Mulheres fortalecidas
Os motivos que levam muitas mães a se engajarem em projetos e causas são bastante individuais e podem ou não ser atravessados pela maternidade. Parece óbvio, mas é importante sempre reforçar que cada mulher, antes de ser mãe, tem sua história de vida — seu corpo, suas experiências, suas ideias e suas crenças —, que pode influenciar tal mobilização. Às vezes, as demandas são compartilhadas entre elas e os filhos, abrindo, inclusive, a possibilidade de fortalecimento dessa relação.
Ademais, a psicóloga perinatal Stephanie Veloso lembra que muitas mulheres encontram em seus posicionamentos uma maneira de ultrapassar momentos difíceis. Ou seja, elas compreendem que não conseguem mudar a situação, mas têm a liberdade de escolher como irão se posicionar diante dos acontecimentos. E, dessa forma, podem dar outros significados para as experiências e se fortalecerem à medida que buscam um sentido.

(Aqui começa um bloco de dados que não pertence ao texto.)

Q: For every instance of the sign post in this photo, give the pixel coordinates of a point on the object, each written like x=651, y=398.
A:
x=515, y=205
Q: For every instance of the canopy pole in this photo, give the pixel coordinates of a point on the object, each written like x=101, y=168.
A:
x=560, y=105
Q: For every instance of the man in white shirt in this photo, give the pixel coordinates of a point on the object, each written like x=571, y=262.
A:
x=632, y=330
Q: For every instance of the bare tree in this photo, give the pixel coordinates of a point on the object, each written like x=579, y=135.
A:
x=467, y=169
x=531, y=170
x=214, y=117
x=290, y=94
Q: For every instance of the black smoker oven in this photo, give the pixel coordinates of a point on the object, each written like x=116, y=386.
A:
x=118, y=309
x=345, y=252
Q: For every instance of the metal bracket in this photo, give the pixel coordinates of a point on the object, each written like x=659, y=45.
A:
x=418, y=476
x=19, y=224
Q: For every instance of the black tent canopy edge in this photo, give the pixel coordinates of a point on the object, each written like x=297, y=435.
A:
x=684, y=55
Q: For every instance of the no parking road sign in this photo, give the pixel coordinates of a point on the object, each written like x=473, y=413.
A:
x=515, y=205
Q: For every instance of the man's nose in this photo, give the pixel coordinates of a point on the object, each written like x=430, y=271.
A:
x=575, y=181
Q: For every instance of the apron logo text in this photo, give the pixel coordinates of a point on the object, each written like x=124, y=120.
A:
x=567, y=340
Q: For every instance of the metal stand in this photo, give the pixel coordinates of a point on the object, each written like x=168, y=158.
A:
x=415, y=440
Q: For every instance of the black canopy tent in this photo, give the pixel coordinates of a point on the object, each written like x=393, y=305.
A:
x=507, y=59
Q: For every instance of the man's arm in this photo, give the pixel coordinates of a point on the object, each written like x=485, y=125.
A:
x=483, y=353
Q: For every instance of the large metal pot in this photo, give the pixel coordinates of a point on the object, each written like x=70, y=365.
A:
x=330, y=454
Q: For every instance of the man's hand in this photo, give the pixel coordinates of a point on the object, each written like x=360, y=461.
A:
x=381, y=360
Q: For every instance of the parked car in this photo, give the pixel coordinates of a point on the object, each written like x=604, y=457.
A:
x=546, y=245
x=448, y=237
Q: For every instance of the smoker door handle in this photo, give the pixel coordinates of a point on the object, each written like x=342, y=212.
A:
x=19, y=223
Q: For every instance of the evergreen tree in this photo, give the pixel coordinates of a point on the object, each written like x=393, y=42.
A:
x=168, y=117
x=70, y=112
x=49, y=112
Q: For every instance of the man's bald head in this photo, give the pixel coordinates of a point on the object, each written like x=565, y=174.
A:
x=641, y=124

E é possível encontrar sentido mesmo em meio ao sofrimento, como ocorre no caso de mães enlutadas. O engajamento e a luta de mulheres após a perda de seus filhos são uma das possibilidades, dado que o contato e a união com outras mães promovem momentos de trocas, socialização e afeto. “Essa atitude não tem potencial apenas de reafirmar o amor por eles, mas também de ser uma forma de encontrar razão para continuar seguindo”, explica a especialista.